Chao Chen and Lawrence A. Chasin
Cointegration of DNA Molecules Introduced into Mammalian Cells by Electroporation f
Somatic Cell and Molecular Genetics. 1999. 24: 249-256.
Electroporation was used to introduce a mixture of two plasmid-cloned genes into Chinese hamster ovary (CHO) cells, and the location of the two genes was subsequently determined by fluorescence in situ hybridization (FISH ).
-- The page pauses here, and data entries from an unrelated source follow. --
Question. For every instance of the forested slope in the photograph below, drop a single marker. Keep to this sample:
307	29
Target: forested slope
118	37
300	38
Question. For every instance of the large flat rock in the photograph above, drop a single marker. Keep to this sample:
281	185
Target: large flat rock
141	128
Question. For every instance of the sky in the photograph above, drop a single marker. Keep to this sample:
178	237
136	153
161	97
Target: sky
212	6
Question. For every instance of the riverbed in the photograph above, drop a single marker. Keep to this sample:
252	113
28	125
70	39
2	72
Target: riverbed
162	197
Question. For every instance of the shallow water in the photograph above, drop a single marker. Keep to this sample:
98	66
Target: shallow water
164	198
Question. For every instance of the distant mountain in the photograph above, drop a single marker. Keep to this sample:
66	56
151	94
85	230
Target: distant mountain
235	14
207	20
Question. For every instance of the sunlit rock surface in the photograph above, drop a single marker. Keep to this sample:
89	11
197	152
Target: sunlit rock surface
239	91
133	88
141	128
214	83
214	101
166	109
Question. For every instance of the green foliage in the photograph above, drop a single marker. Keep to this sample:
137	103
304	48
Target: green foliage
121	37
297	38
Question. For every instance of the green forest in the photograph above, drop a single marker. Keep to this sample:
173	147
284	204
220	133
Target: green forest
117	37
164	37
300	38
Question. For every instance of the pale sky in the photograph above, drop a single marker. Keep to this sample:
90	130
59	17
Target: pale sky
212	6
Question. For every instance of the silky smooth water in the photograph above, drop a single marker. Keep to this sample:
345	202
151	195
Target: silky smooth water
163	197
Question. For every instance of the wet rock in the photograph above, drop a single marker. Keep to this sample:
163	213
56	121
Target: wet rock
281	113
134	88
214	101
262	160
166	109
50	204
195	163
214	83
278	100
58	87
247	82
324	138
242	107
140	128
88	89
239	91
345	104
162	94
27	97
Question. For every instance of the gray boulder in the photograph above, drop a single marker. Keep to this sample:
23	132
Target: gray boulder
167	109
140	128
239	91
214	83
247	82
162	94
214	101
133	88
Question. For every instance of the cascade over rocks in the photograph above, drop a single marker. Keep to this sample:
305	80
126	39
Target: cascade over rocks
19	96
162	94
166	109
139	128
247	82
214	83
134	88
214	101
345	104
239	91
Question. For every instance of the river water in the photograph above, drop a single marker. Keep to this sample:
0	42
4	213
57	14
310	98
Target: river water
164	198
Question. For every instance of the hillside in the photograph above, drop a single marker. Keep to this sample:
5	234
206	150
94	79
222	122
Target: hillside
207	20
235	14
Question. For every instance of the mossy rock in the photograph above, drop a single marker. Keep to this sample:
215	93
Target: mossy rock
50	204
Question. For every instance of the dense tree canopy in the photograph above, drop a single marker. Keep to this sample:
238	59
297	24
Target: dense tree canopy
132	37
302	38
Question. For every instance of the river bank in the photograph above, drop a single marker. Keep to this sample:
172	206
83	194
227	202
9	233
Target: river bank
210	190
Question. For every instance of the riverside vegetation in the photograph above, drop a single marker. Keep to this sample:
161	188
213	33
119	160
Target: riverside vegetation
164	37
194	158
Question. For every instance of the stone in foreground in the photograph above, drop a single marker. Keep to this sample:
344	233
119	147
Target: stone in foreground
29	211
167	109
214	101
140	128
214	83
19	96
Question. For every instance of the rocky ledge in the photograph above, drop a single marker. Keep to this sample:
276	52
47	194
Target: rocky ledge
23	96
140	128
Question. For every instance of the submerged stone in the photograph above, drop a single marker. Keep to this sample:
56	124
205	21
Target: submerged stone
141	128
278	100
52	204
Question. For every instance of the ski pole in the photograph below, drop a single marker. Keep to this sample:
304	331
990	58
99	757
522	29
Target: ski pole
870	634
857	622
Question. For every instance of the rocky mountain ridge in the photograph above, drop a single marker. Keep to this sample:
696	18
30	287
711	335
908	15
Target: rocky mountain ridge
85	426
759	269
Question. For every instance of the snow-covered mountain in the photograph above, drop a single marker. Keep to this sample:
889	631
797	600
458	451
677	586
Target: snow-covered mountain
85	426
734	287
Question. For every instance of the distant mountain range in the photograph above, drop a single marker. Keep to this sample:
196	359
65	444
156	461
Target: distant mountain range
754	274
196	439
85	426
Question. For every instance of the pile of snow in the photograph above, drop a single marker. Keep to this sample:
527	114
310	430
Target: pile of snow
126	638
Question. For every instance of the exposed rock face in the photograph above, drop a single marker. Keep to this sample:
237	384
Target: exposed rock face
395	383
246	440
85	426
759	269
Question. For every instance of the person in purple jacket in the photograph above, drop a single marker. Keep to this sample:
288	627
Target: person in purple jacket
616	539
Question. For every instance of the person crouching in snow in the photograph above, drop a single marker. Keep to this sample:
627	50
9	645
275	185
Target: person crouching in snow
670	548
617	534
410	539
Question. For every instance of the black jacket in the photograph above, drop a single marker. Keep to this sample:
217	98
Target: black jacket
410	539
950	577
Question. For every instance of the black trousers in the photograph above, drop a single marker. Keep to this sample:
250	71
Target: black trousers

The 25 kb Chinese hamster gene for dihydrofolate reductase (dhfr) was provided as a cosmid-derived 40 kb BglI fragment and the E. coli gene for guanine phosphoribosyltransferase (gpt), driven by the SV40 early promoter, was in the form of the linearized plasmid pSV2gpt. Colonies selected for expression of the gpt gene were screened for the co-transfer of the unselected dhfr genes by quantitative Southern blotting. Nine clones that had integrated a single copy of the dhfr gene were studied further: all 9 exhibited a DHFR-positive growth phenotype (e.g., purine independence). Two-color fluorescence in situ hybridization (FISH) of metaphase chromosomes, using probes labeled with biotin and digoxigenin, showed co-localization of the two genes in all 9 clones. The chromosomal site of integration was different in each clone. Five clones were subjected to gradually increasing concentrations of methotrexate to select for amplification of the dhfr gene. In each case the se selected populations had co-amplified the gpt gene, as shown by FISH and by the polymerase chain reaction (PCR). We conclude that, even when provided at low concentrations, separate soluble DNA molecules become linked upon gene transfer by electroporation, either by intracellular ligation prior to integration, or by co-integration at a common site in a given recipient cell.